The aim is to collect, organise and provide ready access to information about the structure and evolution of the Australian continent.
AuScope is a not-for-profit organisation, made up of ten universities, the Commonwealth Scientific and Research Organisation, Geoscience Australia as well as state and territory geological survey organisations.
In addition to federal funding, over $70m in co-investment has been committed by the participants.
Geologists, geographers, hydrologists, environmental scientists, archaeologists as well as those employed in the minerals, energy, agriculture and construction sectors are all expected to benefit.
Geospatial research will be one of two key areas of research for the project, with the other being climate change.
“We know there’ll be a lot of activity in this field in the next five years, including the anticipated launch of over one hundred global navigation satellite system satellites,” he said.

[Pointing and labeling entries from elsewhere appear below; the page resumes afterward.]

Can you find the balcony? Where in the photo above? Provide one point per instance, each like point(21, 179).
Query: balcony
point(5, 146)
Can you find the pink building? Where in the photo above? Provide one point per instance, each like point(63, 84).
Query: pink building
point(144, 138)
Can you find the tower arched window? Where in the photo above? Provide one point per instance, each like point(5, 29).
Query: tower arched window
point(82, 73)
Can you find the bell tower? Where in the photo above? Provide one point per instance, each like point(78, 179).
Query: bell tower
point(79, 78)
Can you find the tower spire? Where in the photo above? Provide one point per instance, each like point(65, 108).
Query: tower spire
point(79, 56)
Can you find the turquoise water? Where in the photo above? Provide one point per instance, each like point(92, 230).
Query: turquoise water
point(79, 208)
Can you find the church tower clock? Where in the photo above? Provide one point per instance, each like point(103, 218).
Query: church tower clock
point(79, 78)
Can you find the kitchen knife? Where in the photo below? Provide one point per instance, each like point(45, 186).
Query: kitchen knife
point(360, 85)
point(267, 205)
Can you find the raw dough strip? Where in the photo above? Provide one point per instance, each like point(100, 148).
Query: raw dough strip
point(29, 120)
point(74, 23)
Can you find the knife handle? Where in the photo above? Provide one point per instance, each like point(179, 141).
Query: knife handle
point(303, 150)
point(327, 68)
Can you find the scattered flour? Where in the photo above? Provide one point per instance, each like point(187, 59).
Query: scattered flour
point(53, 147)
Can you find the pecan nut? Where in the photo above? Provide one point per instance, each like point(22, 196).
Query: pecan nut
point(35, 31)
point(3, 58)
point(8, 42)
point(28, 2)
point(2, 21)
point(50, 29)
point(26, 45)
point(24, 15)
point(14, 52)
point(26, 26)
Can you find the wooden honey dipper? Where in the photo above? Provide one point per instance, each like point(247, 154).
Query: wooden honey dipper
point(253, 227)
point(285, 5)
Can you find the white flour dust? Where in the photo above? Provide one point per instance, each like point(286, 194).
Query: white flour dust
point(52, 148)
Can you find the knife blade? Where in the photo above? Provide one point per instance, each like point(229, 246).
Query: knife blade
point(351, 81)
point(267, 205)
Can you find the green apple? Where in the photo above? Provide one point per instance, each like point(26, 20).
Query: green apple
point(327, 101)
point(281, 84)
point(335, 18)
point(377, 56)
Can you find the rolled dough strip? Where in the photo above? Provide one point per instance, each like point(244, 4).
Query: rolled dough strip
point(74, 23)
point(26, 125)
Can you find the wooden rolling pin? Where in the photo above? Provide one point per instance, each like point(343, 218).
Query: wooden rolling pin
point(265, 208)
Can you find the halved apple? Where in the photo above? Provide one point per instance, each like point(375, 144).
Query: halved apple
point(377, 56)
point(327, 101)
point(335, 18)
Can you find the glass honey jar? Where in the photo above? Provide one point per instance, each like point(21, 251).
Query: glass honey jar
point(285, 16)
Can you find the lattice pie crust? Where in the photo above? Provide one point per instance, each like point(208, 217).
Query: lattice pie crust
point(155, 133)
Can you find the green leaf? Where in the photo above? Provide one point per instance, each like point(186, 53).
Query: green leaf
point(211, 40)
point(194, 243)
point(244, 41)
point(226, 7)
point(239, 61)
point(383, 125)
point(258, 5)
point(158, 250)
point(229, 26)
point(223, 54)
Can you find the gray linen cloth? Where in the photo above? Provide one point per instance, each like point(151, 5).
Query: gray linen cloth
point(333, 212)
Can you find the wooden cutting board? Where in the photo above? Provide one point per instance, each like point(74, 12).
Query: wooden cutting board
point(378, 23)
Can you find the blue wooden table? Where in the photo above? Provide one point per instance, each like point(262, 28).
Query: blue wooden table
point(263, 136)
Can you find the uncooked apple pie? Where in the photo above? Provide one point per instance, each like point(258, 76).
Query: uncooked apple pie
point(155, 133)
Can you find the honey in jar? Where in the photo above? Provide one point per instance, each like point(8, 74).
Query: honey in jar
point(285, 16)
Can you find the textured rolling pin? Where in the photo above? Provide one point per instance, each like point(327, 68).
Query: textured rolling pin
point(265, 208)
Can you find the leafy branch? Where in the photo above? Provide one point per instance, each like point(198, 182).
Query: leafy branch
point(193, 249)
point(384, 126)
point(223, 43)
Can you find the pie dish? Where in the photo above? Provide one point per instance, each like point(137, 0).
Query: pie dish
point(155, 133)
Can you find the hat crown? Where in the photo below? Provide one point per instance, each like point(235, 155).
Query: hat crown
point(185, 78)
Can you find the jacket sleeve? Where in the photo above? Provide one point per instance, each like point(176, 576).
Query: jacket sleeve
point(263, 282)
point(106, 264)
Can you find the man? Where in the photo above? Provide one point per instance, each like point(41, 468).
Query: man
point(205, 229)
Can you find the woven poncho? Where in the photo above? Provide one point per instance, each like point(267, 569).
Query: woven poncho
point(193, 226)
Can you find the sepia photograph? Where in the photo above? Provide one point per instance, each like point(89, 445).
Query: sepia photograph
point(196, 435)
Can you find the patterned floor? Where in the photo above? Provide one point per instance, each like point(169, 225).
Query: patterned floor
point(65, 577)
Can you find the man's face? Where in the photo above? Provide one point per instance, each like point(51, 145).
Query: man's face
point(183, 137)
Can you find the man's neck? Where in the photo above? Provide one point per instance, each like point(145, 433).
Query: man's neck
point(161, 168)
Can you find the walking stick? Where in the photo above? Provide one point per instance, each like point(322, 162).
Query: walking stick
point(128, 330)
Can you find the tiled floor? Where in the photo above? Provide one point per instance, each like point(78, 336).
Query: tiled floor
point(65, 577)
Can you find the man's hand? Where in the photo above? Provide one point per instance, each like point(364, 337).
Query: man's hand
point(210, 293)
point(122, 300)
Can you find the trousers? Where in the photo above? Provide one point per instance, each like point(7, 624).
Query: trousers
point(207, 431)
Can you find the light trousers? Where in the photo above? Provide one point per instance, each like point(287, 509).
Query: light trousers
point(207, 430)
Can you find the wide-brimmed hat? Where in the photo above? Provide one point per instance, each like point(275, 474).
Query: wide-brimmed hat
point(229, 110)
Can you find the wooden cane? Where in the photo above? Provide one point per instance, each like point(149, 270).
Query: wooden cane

“That activity will generate a new demand for the sort of data AuScope can generate, particularly in the disciplines of geodesy and precise positioning.”
Carr said it is hoped that making the new data, information and knowledge available outside the research community will result in new and improved science, business, educational and policy applications.
“This major project combines cutting-edge technology with specialist knowledge and research capabilities from our best institutions. It will put Australia at the forefront of international earth science and geospatial research,” he said.